There has been, however, a certain amount of criticism and controversy regarding the structure that Borten and Wallack chose to impose on the bare facts of Woodroof’s life. The flexibility with which the screenwriters approached the subject is indicated by the fact that, Woodroof aside, every person in the film is fictional. Some are composite characters – for instance, Doctors Eve and Sevard, standing in for all physicians. Others are tokenistic inventions calibrated to serve specific plot functions – most notably Rayon, the HIV-positive transgender woman with whom Ron becomes business partners, whose narrative role is effectively to facilitate and underscore the main character’s redemptive journey from homophobia to compassion, understanding and respect. Borten wrote the script’s first iteration in the early 1990s, based on three days-worth of first-hand interviews, but it took twenty years of stalled productions and re-writes to bring it to the screen. Perhaps this explains the schematic, streamlined efficiency of the eventual film’s narrative arc, with the script’s mechanics particularly apparent in the opening scenes.

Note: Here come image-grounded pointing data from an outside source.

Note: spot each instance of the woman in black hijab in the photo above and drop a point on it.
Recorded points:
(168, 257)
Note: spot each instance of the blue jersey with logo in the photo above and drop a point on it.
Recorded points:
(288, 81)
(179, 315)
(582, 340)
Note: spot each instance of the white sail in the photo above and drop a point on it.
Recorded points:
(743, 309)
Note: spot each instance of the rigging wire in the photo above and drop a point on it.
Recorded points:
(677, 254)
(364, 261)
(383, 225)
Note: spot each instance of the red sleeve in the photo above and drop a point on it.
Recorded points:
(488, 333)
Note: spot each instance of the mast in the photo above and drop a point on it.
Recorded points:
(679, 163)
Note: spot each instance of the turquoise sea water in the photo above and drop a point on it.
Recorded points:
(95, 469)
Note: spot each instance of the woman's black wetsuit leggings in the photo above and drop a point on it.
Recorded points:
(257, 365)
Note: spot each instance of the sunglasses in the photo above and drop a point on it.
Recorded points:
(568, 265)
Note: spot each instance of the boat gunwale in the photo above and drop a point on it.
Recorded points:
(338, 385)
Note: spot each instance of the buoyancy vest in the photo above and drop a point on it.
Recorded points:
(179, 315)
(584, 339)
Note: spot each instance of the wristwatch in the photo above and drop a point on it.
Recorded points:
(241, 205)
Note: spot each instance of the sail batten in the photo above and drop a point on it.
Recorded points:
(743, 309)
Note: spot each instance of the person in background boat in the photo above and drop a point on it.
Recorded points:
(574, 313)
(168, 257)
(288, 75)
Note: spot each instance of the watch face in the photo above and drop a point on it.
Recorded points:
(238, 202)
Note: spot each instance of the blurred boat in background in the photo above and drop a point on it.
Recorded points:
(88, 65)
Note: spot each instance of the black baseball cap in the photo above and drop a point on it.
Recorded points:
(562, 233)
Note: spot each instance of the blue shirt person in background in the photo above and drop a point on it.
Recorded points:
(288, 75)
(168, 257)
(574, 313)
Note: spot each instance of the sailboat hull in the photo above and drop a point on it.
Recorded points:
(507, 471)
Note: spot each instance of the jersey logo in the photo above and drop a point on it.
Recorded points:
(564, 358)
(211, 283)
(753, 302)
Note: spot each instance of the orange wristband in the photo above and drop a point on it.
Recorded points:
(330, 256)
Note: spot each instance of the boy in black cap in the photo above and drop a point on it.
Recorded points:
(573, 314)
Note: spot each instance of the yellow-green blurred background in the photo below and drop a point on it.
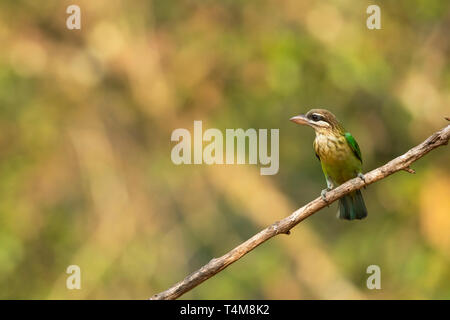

The first has Ron concealed in a shadowy rodeo stall, entangled in a drug-fuelled threesome with two women. A few yards away, partially glimpsed through the slats of the stall gate, a young cowboy tries futilely to hang on to a bucking bull, hitting the ground hard when he is eventually thrown. As rodeo clowns drag the prone rider to safety, Ron climaxes – though the harsh ringing sound that envelops the soundtrack indicates that the experience is less than pleasurable. This is then followed by a scene in which Ron uses a homophobic slur to describe the recently deceased Rock Hudson, whilst accepting chancy wagers on the next bout of bull riding. As an introduction, it serves multiple ends: it implies a connection between illicit sexual activity and danger; it explicitly aligns the audience’s visual and auditory experience with Ron’s perspective; it presents bigotry and risk-taking as two defining personality traits; and, perhaps most forcefully (and, to some, problematically), it defines Ron in emphatically heterosexual and stereotypically macho terms.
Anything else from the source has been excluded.